In his paintings Tomm El-Saieh explores the relationship between contemporary abstraction and traditional Haitian representational painting. Using a meditative frottage technique, El-Saieh rubs a partially dried paintbrush in rhythmic patterns onto the primed canvas. The resulting forms, washed-out dots and lines, create networks of marks, at times resembling subtle graphic formations or aerial views of landscapes.

While Haitian painterly traditions are typically rooted in figuration, El-Saieh’s nonrepresentational works retain certain elements and peculiarities of this tradition: dots and marks, color palette, and a sense of rhythm in the paint application. The marks of The Look (Ant’s Tits), in vibrant pinks, greens, blues, and yellows, create a dense pattern across the surface of the canvas, in some sections resembling animal tracks or a map. These suggestions are strengthened by the patterning’s effect of creating a constant confusion of scale. While “The Look” references the title of a 2014 exhibition organized by El-Saieh that surveyed the works of Haitian and diaspora artists challenging the traditional understanding of Haitian art, “ant’s tits” refers to a Haitian proverb that, given enough patience, one might see an ant’s tits. 

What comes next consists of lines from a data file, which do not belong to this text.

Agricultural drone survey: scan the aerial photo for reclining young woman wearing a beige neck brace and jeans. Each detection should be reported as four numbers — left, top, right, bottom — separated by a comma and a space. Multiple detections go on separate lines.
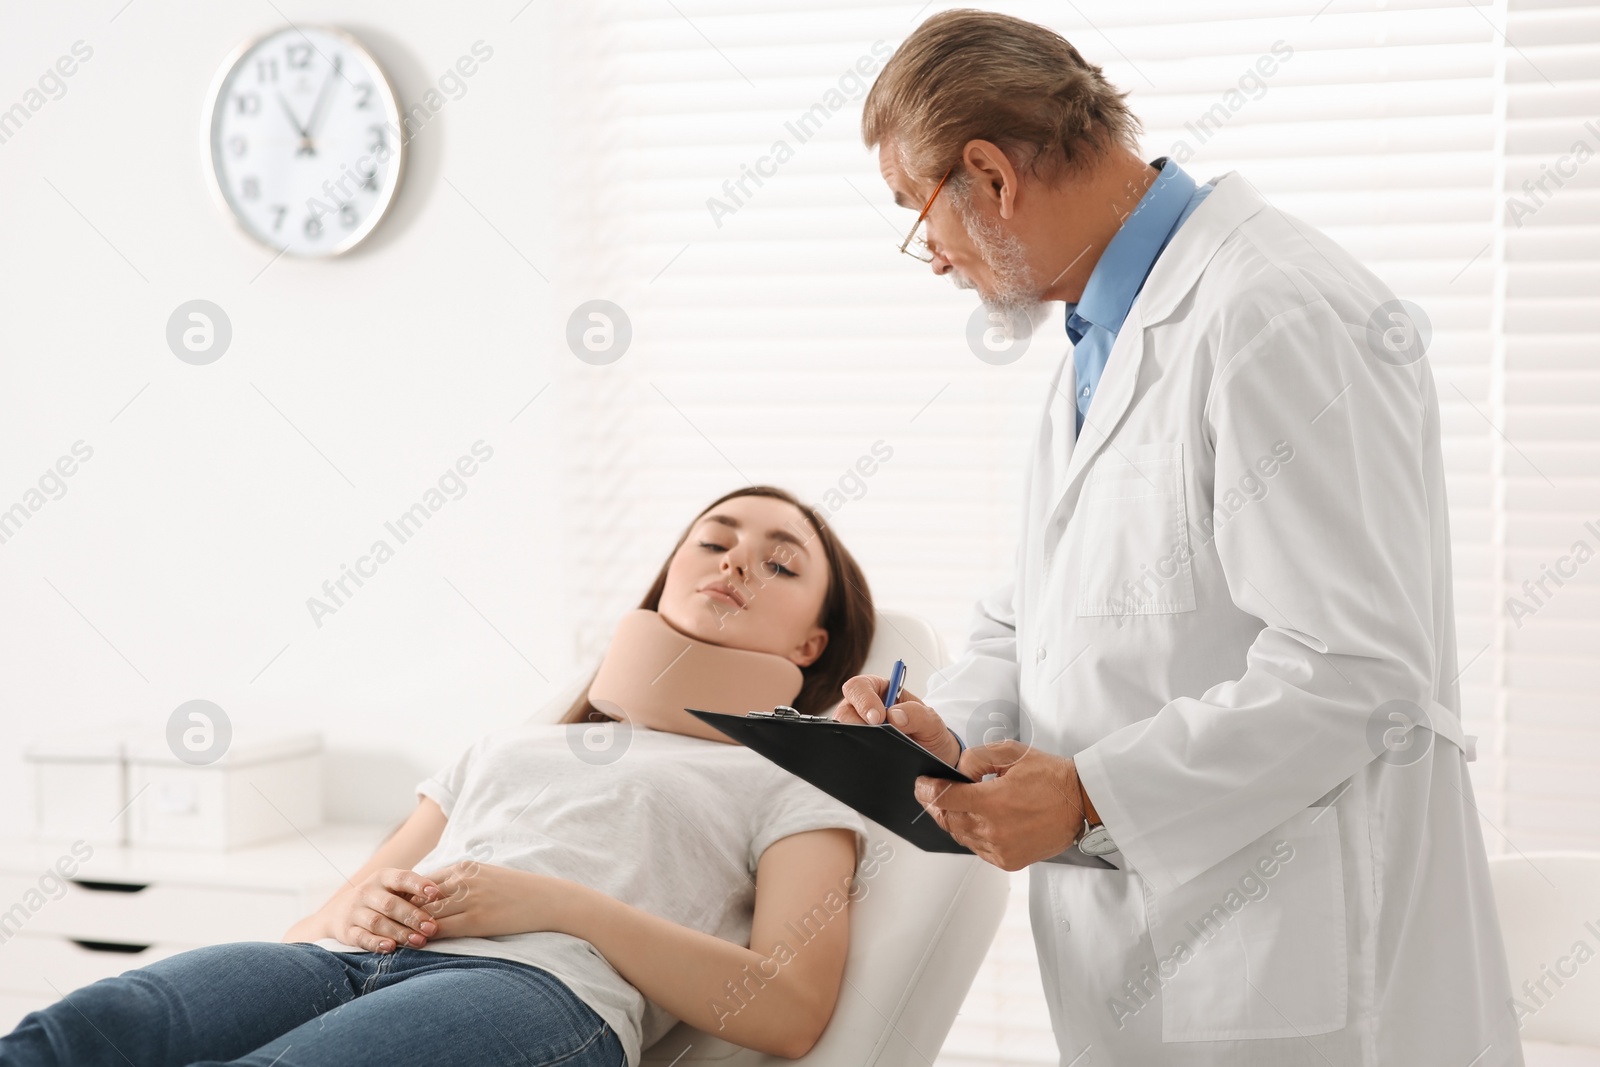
0, 486, 874, 1067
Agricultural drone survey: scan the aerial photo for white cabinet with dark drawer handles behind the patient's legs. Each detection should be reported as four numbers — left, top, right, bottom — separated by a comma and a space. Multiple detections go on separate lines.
0, 824, 392, 1033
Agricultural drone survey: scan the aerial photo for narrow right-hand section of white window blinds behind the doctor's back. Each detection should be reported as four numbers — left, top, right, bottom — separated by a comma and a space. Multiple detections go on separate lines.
1483, 0, 1600, 851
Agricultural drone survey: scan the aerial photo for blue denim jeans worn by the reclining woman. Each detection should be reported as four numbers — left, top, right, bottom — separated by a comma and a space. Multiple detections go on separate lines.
0, 941, 627, 1067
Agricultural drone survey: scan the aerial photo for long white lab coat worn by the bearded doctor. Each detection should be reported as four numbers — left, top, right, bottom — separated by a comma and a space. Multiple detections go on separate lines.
926, 173, 1522, 1067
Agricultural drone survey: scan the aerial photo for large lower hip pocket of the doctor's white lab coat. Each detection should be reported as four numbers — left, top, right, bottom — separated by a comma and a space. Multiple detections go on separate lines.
1144, 806, 1347, 1041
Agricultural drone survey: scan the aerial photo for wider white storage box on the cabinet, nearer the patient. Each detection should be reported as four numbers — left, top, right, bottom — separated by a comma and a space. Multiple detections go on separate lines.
128, 733, 322, 848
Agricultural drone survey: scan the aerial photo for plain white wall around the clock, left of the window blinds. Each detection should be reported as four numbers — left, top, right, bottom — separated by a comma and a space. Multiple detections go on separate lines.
0, 0, 574, 833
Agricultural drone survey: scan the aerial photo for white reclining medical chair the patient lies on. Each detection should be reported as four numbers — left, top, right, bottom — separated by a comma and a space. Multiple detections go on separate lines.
643, 611, 1011, 1067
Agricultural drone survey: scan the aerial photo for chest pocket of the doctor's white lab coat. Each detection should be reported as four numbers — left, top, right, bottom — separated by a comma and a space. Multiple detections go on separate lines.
1077, 442, 1195, 616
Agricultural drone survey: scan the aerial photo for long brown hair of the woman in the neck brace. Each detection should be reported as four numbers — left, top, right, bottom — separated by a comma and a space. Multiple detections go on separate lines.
557, 485, 877, 723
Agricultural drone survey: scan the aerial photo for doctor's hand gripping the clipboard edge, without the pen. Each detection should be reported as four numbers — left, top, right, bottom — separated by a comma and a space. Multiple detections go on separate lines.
917, 741, 1083, 870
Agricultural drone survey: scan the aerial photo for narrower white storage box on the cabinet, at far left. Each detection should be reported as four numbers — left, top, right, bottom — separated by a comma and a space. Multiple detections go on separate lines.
22, 728, 128, 845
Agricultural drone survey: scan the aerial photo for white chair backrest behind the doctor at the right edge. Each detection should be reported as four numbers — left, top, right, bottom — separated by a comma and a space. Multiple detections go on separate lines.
1490, 853, 1600, 1046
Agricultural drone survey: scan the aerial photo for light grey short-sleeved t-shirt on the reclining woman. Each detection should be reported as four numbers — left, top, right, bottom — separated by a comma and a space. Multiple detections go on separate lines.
317, 723, 867, 1067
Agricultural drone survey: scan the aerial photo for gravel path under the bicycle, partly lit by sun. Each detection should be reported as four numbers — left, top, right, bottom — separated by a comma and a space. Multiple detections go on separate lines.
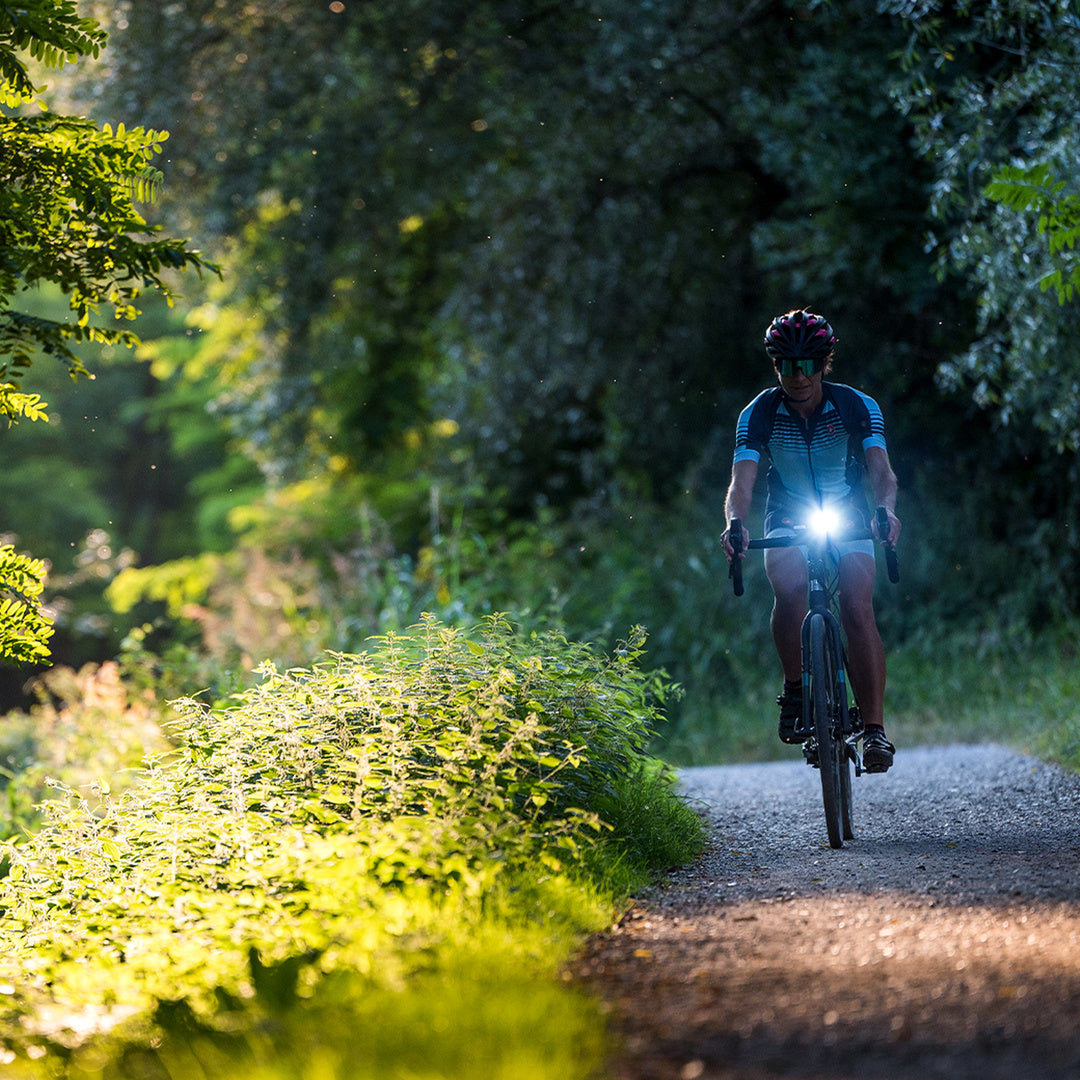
576, 746, 1080, 1080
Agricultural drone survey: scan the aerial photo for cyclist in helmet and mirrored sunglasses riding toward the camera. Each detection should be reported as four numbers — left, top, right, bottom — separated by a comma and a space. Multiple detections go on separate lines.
723, 309, 901, 772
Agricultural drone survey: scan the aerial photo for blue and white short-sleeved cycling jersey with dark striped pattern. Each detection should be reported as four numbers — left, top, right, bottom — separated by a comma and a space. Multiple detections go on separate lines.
734, 382, 886, 531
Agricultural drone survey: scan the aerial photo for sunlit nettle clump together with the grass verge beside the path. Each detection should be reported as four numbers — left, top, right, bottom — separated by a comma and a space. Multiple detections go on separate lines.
0, 618, 701, 1077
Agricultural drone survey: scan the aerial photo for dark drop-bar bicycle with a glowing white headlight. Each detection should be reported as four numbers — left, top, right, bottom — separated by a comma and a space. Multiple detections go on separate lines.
728, 507, 900, 848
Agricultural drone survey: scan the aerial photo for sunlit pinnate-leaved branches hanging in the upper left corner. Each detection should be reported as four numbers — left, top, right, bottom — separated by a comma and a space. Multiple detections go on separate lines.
0, 0, 219, 422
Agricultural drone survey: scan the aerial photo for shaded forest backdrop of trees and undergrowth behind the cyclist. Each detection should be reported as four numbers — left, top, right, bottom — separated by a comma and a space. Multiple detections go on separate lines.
0, 0, 1080, 747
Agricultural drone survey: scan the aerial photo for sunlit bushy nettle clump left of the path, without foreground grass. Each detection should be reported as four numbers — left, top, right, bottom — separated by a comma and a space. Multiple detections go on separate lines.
0, 616, 670, 1052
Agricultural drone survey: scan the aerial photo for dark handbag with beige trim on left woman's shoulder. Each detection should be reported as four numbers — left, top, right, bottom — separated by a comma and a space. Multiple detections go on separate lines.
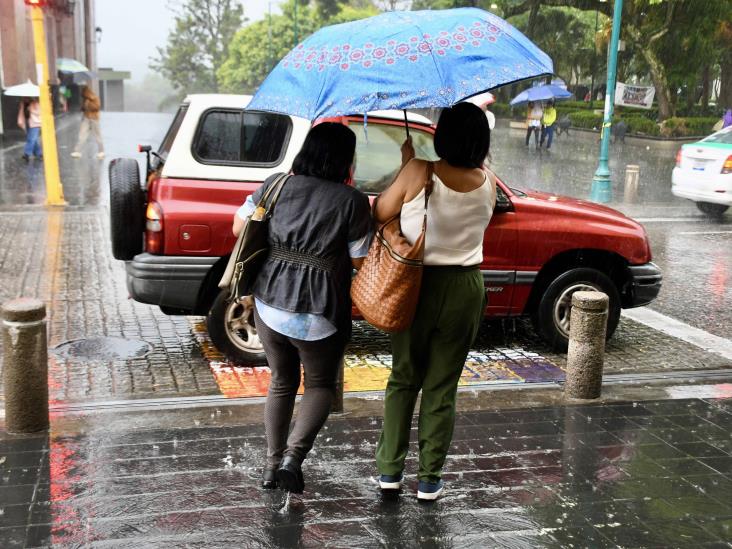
219, 173, 289, 301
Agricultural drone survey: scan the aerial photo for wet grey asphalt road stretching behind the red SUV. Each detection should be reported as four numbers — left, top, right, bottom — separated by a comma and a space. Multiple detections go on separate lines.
0, 113, 732, 338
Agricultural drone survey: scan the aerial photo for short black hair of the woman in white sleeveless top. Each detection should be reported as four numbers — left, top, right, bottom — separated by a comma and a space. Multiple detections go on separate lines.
435, 103, 491, 168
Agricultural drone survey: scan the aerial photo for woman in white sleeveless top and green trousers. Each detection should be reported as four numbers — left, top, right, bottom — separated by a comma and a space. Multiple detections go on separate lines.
375, 103, 496, 500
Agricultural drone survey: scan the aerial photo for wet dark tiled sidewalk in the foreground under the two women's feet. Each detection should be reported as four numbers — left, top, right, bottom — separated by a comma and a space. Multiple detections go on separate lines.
0, 392, 732, 548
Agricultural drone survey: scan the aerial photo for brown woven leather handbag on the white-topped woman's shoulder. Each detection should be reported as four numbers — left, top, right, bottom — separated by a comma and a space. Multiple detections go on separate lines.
351, 162, 433, 332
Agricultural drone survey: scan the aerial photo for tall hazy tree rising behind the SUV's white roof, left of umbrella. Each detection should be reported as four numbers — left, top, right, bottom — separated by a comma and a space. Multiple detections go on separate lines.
150, 0, 244, 93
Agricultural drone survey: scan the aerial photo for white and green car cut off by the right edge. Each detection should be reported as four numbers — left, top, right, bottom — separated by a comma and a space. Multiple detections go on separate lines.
671, 126, 732, 217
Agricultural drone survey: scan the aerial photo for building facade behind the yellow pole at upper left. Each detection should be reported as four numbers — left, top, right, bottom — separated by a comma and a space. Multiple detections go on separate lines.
0, 0, 97, 133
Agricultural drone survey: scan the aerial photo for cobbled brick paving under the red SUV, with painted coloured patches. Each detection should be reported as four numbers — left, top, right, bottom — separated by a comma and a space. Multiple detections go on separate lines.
0, 207, 730, 402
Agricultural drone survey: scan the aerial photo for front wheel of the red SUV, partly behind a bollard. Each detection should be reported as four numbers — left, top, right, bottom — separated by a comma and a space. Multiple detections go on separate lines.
533, 267, 620, 352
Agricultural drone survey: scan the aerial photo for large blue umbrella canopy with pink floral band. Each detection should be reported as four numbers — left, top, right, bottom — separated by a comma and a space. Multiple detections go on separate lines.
248, 8, 554, 120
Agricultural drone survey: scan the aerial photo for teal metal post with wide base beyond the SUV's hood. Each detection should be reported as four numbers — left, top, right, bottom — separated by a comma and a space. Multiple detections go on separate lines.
590, 0, 623, 202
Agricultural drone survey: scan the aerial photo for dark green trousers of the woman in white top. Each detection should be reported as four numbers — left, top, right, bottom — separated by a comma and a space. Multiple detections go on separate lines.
376, 267, 486, 482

El-Saieh (b. 1984, Port-au-Prince) studied at the New World School of the Arts, Miami, and currently directs the El-Saieh Gallery in Port-au-Prince. His work has been featured in solo exhibitions at the Institute of Contemporary Art, Miami (2017); Central Fine, Miami Beach (2015 and 2018); and the Haitian Hertiage Center, Miami (2008), among others. Recent group exhibitions include the 2018 Triennial: “Songs for Sabotage,” New Museum, New York.